Wait a minute! That's 20*68 + 19*67 = 2633 balls, which is already more than the optimized layout with the columns of balls! Can we have even more?

To find it out, let's utilize the blue area as before, by creating a small gap between the balls of a row so that the rightmost ball touches the right hand side cushion. The width of the blue area is 15.4 mm and we have 68 balls in the row, so the size of the 67 gaps, denoted by x, is the following:

x = 15.4 / 67 = 0.22985 mm

Having these horizontal gaps, the rows can be squeezed a little down to make the red area bigger. The vertical difference of ball centres between rows, denoted by y as before, is the following:

y = square_root_of( 2R squared - (R + x/2) squared ) = 45.3565 mm

Thus, the red area becomes this high:

1791 - 52.45 - 38*45.3565 = 15.0035 mm

To utilize the red area, we'll do the same trick as before: instead of putting the balls of the topmost row in the grooves of the previous row, we will put them as close to the left side as possible, hoping that we can place more than 68 balls this way. Again, let's solve this graphically:

69 balls in the topmost row!

how-many-balls-on-a-snooker-table-long-red-indexed.png (42.83 KiB) Viewed 24285 times

That's 69 balls in the topmost row, one more than before! All these efforts were not in vain!

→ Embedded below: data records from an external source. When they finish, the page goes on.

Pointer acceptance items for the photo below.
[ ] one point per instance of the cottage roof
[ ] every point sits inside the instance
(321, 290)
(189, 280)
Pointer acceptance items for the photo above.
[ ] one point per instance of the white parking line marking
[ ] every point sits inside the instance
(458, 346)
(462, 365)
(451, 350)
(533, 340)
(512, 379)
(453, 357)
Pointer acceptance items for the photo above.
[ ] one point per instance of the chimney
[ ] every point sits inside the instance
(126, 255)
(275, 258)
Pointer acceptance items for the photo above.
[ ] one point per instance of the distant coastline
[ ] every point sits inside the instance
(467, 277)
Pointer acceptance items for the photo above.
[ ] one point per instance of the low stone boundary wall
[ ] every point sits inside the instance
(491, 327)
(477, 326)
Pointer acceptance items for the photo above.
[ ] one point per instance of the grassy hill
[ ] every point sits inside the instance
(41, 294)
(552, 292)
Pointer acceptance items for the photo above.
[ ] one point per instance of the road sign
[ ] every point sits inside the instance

Let's count the balls: 19 rows with 68 balls, 19 rows with 67 balls and 69 balls in the top row:

19*68 + 19*67 + 69 = 2634 balls

We can place 2634 standard snooker balls on a standard snooker table so that all the balls are resting on the table bed.

There are 22 balls in a snooker ball set so we need 120 boxes of snooker balls to do this in real.
The industry standard weight of a snooker ball is 142 grams so the 2634 balls weigh a little more than 374 kg!

2634 balls

2634.png (8.85 KiB) Viewed 24285 times

Is 2634 really the final answer? (;